The Beijing municipal government now seems serious about leaving the old city center and move to the suburbs, a very old plan. For the New York Times journalist Ian Johnson dives into the history of the plans. Most reactions are mildly positive.
For decades, moving government offices outside Beijing has been a taboo subject. In the 1950s, a prominent architect and urban planner, Liang Sicheng, proposed building an administrative center outside the old city. The idea, however, was rejected by Communist China’s first leader, Mao Zedong, and his associates as running against the revolution. Instead, they put national ministries and the urban administration of their capital in the old city, purposefully using palaces and parks to symbolize the Communists’ overturning of the old order.
Over the years, however, this has meant the destruction of the old city, as alleys, temples, city walls and old buildings were torn down for an ever-expanding bureaucracy.
“The move is ironic given that earlier planners advocated something similar in the 1950s,” said Thomas Hahn, a geographer and historian of urban China affiliated with the University of California, Berkeley. “They were outmaneuvered, which eventually led to the wholesale gutting of the traditional urban core.”
The exact details have not been released, but some published reports say the city’s Communist Party headquarters, as well as several other political committees, could move to Lucheng, a part of Tongzhou where a subway connection to the inner city recently opened.
Local government websites have publicized new orders not to construct buildings on the land. Those also state that local residents would be reclassified from rural residents to urban ones, which would end farming on the land and allow for more intensive construction.

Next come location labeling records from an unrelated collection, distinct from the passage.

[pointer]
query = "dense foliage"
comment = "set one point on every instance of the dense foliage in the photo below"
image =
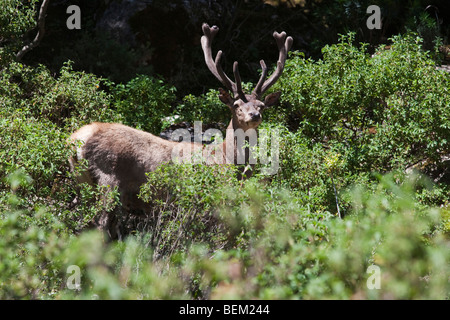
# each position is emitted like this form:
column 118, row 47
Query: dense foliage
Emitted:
column 363, row 185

Officials at several Beijing offices refused to confirm or deny the plans. Speaking anonymously, however, numerous officials said the move was definite and could be announced on the National Day holiday on Oct. 1. A senior official with the city’s Bureau of Industry and Commerce said that his office received a notice from his superiors last month to prepare for the move, but that it would take years to complete.
According to Zhang Wuming, a researcher at the Fangtang Think Tank in Beijing, which specializes in urban and cultural issues, the plan would leave the core part of the city home only to central government ministries.
“The idea is to strengthen the function of Beijing as the capital, which means that Beijing should serve the central organs more efficiently,” Mr. Zhang said. “If the Beijing government can move to Tongzhou, it actually can better manage the city from there.”